There are two sharp knives there, hanging beneath the
bow and the quiver and the shield. Take them and hide them."
The words were scarcely out of his mouth before Diccon had the
two keen English blades. I took the one he offered me, and hid it in
my doublet.
"So we go armed, Nantauquas," I said. "Love and peace and
goodwill consort not with such toys."
"You may want them," he went on, with no change in his low,
measured tones. "If you see aught in the forest that you should not
see, if they think you know more than you are meant to know, then
those three, who have knives and tomahawks, are to kill you,
whom they believe unarmed."
"See aught that we should not see, know more than we are meant
to know?" I said. "To the point, friend."

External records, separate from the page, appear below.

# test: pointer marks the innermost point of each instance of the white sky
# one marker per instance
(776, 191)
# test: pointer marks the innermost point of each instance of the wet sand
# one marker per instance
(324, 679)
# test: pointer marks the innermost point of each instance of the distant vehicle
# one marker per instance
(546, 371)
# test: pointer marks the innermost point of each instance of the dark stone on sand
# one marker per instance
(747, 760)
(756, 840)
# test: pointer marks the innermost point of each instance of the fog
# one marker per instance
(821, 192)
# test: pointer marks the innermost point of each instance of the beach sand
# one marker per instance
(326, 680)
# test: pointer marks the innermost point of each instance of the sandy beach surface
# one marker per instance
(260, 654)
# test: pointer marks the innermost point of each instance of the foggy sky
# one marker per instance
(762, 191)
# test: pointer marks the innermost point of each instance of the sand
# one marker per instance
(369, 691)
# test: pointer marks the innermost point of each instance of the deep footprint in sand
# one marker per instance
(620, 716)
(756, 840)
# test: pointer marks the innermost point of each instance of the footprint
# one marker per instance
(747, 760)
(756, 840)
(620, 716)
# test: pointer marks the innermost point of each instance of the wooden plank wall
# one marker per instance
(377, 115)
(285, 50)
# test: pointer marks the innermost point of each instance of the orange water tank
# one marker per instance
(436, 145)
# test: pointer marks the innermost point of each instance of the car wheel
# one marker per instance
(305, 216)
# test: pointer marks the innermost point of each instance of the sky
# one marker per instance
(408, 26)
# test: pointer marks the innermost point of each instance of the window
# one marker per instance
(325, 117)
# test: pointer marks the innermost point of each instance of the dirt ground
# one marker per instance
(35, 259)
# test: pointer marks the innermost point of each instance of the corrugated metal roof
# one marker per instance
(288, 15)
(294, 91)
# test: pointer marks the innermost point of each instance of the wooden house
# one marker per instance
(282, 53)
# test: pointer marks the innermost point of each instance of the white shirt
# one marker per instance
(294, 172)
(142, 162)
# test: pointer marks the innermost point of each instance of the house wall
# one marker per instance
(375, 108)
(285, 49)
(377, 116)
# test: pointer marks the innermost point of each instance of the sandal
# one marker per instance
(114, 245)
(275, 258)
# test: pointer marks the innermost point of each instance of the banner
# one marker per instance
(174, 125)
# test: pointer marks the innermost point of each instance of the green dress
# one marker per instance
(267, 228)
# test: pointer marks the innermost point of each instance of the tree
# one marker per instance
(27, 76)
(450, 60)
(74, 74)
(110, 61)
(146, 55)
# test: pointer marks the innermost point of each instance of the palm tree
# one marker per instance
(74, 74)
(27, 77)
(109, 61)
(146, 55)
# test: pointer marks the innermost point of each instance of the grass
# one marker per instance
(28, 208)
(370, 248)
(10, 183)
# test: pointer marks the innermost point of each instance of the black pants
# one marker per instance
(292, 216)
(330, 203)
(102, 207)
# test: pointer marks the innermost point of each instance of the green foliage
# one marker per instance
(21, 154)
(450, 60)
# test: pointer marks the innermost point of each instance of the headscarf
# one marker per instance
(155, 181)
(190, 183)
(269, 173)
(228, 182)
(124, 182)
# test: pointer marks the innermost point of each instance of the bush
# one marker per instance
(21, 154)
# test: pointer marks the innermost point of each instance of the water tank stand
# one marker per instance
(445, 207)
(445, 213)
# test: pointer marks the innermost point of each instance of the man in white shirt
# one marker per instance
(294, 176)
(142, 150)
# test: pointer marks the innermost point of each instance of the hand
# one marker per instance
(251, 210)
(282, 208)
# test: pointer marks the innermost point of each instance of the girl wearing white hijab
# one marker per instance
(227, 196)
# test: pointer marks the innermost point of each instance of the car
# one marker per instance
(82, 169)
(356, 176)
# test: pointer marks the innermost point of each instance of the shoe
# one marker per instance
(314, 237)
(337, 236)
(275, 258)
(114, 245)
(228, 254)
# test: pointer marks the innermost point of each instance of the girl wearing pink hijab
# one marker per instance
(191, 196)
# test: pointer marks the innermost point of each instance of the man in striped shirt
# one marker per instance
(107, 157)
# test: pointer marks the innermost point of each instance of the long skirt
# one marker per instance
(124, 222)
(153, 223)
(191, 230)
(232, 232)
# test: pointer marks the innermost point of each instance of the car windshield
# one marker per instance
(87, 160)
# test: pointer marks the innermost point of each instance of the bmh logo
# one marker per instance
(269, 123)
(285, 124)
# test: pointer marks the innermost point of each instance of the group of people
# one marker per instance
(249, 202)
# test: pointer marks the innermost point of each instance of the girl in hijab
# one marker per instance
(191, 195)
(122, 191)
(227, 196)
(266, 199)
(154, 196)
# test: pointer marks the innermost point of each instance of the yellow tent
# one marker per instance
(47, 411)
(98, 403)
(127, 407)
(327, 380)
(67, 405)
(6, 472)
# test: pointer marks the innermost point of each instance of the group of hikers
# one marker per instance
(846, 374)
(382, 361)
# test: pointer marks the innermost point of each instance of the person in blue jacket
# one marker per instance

"They will go slowly, too, through the forest to Jamestown,
stopping to eat and to sleep. For them there is no need to run like
the stag with the hunter behind him."
"Then we should make for Jamestown as for life," I said, "not
sleeping or eating or making pause?"
"Yea," he replied, "if you would not die, you and all your people."
In the silence of the hut the fire crackled, and the branches of the
trees outside, bent by the wind, made a grating sound against the
bark roof.
"How die?" I asked at last. "Speak out!"
"Die by the arrow and the tomahawk," he answered, - "yea, and by
the guns you have given the red men.